Munculnya Gerakan Separatis
Runtuhnya Yugoslavia adalah contoh paling buruk dan makanan empuk gerakan-gerakan separatis di Afrika. Demikian pandangan Asfa-Wossen Asserate, pakar politik serta konsultan perusahaan Etiopia-Jerman untuk Afrika dan kawasan Timur Tengah.
Semua negara di Afrika, seperti halnya Yugoslavia dulu, terdiri dari ribuan etnik yang yang menggunakan ratusan bahasa yang berbeda pula. Batas negara-negara di Afrika secara otoriter dibuat oleh penguasa kolonial kala itu, yaitu Inggris dan Perancis, dan sering kali dibuat melewati batas-batas kawasan pemukiman etnik. Demikian dijelaskan Asfa-Wossen Asserate yang juga cucu keponakan raja terakhir Etiopia.
Tidak Mampu Menghadapi Perubahan Cepat
Pecahnya Yugoslavia memiliki konsekuensi bagi politik perdamaian. Sampai dimulainya perang di Kroasia tahun 1991, Yugoslavia masih diupayakan sebagai negara kesatuan guna menjaga stabilitas di kawasan itu. Tapi perubahan cepat politik internasional yang terjadi setelah 1991, membuat para diplomat dan tokoh politik kewalahan.
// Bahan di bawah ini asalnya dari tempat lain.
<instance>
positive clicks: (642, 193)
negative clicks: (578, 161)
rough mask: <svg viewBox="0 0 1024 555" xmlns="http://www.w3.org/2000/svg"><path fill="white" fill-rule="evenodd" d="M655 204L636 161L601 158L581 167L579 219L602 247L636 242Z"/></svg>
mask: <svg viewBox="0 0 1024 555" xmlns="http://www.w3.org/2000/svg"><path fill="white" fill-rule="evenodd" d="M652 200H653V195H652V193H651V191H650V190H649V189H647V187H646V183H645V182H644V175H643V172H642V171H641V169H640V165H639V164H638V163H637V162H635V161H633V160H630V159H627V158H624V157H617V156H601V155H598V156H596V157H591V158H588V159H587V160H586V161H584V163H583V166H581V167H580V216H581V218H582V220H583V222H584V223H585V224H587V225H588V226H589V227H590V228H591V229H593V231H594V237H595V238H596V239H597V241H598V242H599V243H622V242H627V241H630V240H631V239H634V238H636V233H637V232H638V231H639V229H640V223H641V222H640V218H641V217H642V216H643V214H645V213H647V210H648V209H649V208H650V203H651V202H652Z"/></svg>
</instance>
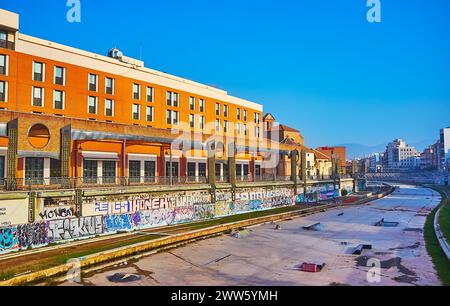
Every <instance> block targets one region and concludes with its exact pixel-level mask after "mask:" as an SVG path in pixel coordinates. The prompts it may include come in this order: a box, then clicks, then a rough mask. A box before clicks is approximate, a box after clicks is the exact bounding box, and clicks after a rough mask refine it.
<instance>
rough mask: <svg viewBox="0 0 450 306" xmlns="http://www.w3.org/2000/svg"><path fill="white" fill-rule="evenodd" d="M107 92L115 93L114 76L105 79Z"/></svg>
mask: <svg viewBox="0 0 450 306" xmlns="http://www.w3.org/2000/svg"><path fill="white" fill-rule="evenodd" d="M105 92H106V94H107V95H113V94H114V79H113V78H106V79H105Z"/></svg>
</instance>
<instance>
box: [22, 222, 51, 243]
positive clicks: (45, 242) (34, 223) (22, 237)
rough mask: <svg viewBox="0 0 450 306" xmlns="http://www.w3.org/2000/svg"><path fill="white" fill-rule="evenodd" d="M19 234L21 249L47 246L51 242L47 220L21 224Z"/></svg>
mask: <svg viewBox="0 0 450 306" xmlns="http://www.w3.org/2000/svg"><path fill="white" fill-rule="evenodd" d="M17 236H18V242H19V247H20V248H21V249H28V248H31V247H39V246H45V245H47V244H48V243H49V239H48V228H47V223H45V222H40V223H39V222H38V223H31V224H22V225H19V226H18V227H17Z"/></svg>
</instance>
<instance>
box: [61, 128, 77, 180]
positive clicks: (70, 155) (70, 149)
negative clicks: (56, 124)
mask: <svg viewBox="0 0 450 306" xmlns="http://www.w3.org/2000/svg"><path fill="white" fill-rule="evenodd" d="M71 153H72V127H71V126H70V125H67V126H65V127H63V128H62V129H61V149H60V160H61V178H62V184H63V186H64V188H70V187H72V186H74V185H73V184H71V182H70V169H71V164H72V161H71V156H72V154H71Z"/></svg>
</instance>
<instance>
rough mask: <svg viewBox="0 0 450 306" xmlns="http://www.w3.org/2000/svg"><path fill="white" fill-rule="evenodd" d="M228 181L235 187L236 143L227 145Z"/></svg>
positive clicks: (235, 172)
mask: <svg viewBox="0 0 450 306" xmlns="http://www.w3.org/2000/svg"><path fill="white" fill-rule="evenodd" d="M228 183H230V184H231V186H233V188H235V187H236V145H235V144H234V143H230V144H229V145H228Z"/></svg>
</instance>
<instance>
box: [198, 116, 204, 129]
mask: <svg viewBox="0 0 450 306" xmlns="http://www.w3.org/2000/svg"><path fill="white" fill-rule="evenodd" d="M199 121H200V122H199V125H200V128H201V129H202V130H203V129H204V128H205V116H200V117H199Z"/></svg>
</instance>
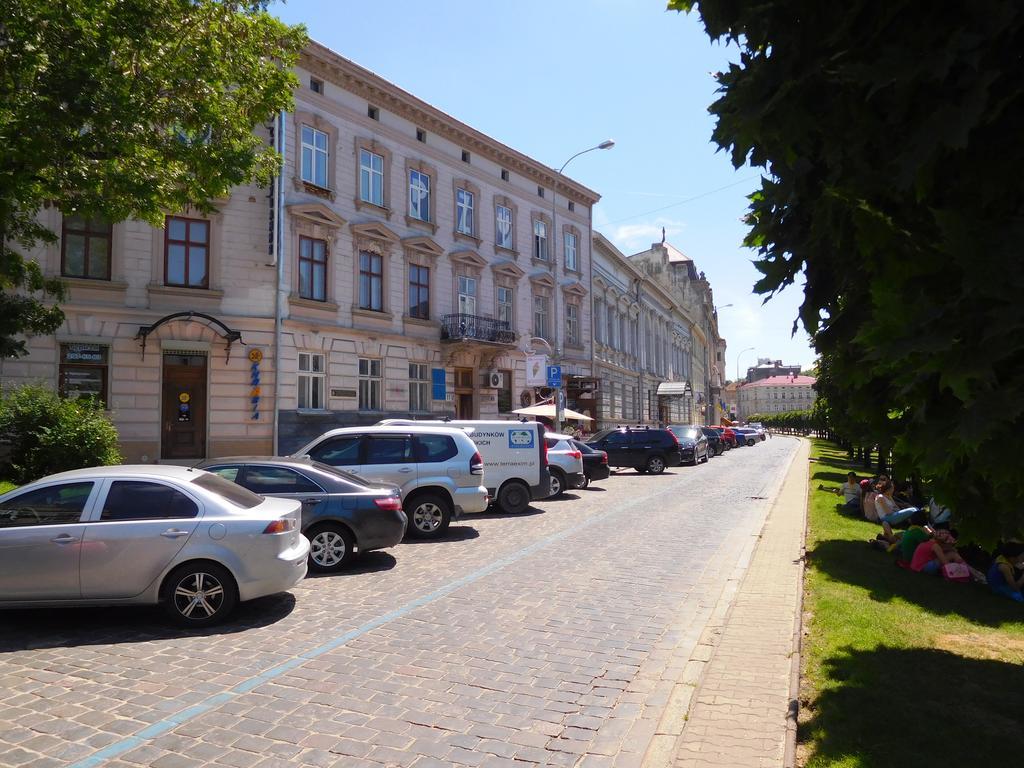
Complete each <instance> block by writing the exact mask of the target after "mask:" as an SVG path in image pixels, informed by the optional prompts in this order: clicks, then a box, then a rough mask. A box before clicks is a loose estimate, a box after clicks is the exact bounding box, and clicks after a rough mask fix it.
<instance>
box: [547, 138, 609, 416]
mask: <svg viewBox="0 0 1024 768" xmlns="http://www.w3.org/2000/svg"><path fill="white" fill-rule="evenodd" d="M614 145H615V142H614V141H612V140H611V139H610V138H606V139H605V140H604V141H602V142H601V143H599V144H597V145H595V146H591V147H589V148H587V150H581V151H580V152H578V153H577V154H575V155H573V156H572V157H571V158H569V159H568V160H566V161H565V162H564V163H562V167H561V168H559V169H558V170H557V171H556V172H555V179H554V181H553V182H552V184H551V247H550V251H551V268H552V270H553V271H554V274H555V296H554V299H553V301H552V312H551V313H552V315H553V316H552V319H553V323H554V328H553V331H554V333H555V357H556V358H557V362H558V365H561V360H562V343H561V338H562V335H563V333H562V329H561V327H560V326H559V321H558V293H559V288H558V264H557V258H556V256H557V254H558V244H557V241H556V240H555V239H556V238H557V237H558V226H557V222H556V221H555V217H556V216H557V215H558V212H557V209H556V207H555V201H556V200H557V198H558V180H559V179H560V178H561V176H562V171H564V170H565V166H567V165H568V164H569V163H571V162H572V161H573V160H575V159H577V158H579V157H580V156H581V155H586V154H587V153H588V152H594V151H595V150H610V148H611V147H612V146H614ZM580 246H581V244H580V243H577V249H579V248H580ZM577 258H580V256H579V252H578V254H577ZM562 386H564V385H561V386H559V387H558V388H557V390H556V391H555V431H556V432H560V431H561V430H562V415H563V413H564V410H563V404H562Z"/></svg>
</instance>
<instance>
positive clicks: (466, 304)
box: [459, 274, 476, 314]
mask: <svg viewBox="0 0 1024 768" xmlns="http://www.w3.org/2000/svg"><path fill="white" fill-rule="evenodd" d="M459 313H460V314H476V278H467V276H466V275H465V274H460V275H459Z"/></svg>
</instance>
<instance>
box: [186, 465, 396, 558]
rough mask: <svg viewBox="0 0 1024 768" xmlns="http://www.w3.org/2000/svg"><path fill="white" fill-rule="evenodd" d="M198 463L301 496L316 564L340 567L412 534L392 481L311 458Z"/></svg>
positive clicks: (236, 475) (249, 487) (309, 547)
mask: <svg viewBox="0 0 1024 768" xmlns="http://www.w3.org/2000/svg"><path fill="white" fill-rule="evenodd" d="M198 466H199V467H201V468H202V469H205V470H207V471H209V472H215V473H216V474H218V475H220V476H221V477H226V478H227V479H228V480H233V481H234V482H237V483H238V484H239V485H242V486H243V487H246V488H248V489H249V490H252V492H253V493H254V494H260V495H261V496H273V497H284V498H287V499H297V500H298V501H300V502H301V503H302V532H303V534H304V535H305V536H306V538H307V539H309V545H310V547H309V569H310V570H313V571H317V572H322V573H324V572H331V571H335V570H340V569H341V568H343V567H345V566H347V565H349V564H350V563H351V562H352V560H353V559H354V558H355V555H356V554H357V553H360V552H369V551H371V550H375V549H385V548H387V547H393V546H395V545H396V544H398V542H400V541H401V540H402V538H403V537H404V536H406V525H407V518H406V513H404V512H403V511H402V509H401V495H400V493H399V492H398V488H396V487H394V486H392V485H384V484H379V483H369V482H367V481H366V480H364V479H362V478H360V477H356V476H355V475H352V474H349V473H348V472H345V471H343V470H339V469H335V468H334V467H331V466H329V465H327V464H322V463H319V462H314V461H311V460H308V459H293V458H287V457H286V458H265V457H263V458H260V457H231V458H227V459H208V460H206V461H204V462H202V463H201V464H199V465H198Z"/></svg>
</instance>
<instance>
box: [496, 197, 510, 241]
mask: <svg viewBox="0 0 1024 768" xmlns="http://www.w3.org/2000/svg"><path fill="white" fill-rule="evenodd" d="M495 245H497V246H498V247H499V248H508V249H509V250H510V251H511V250H512V209H511V208H509V207H508V206H496V207H495Z"/></svg>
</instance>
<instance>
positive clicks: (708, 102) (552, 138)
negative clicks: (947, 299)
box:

"Akhir konflik Timur-Barat, runtuhnya Uni Sovyet sebuah kekuatan yang sampai saat itu dipandang sebagai negara adikuasa dan adidaya atom, kemudian kudeta di Moskow, disusul penyatuan Jerman, Perang Teluk tahun 1991. Semua itu mengubah titik-titik koordinat politik internasional secara mendasar. Kala itu hampir tidak ada tokoh politik dan diplomat yang memiliki konsep bagaimana menghadapi situasi tersebut," demikian dijelaskan Holm Sudhaussen, pakar sejarah Eropa Tenggara dari Jerman.
Negara Bekas Yugoslavia Perlu Waktu
Profesor Sundhaussen berpendapat, Yugoslavia sebetulnya dapat berkembang ke arah Uni Eropa kecil. Gagalnya upaya untuk mengkoordinir banyak negara dalam satu atap oleh aktor-aktor politik di kawasan itu, diakui oleh pakar Balkan Rüdiger Rossig, "Yugoslavia pada kenyataannya ambruk, dan kita dalam 50 tahun lagi masih dapat menganggap, seolah-olah Yugoslavia dihancurkan dari luar. Yugoslavia tercerai-berai, hancur dan dirampok oleh kelompok-kelompok politiknya sendiri. Saya pikir kita di kawasan-kawasan bekas Yugoslavia, tidak akan berhasil memperoleh kemajuan , terutama dalam reformasi politik dan ekonomi elitnya, sebelum kami mengakui hal itu."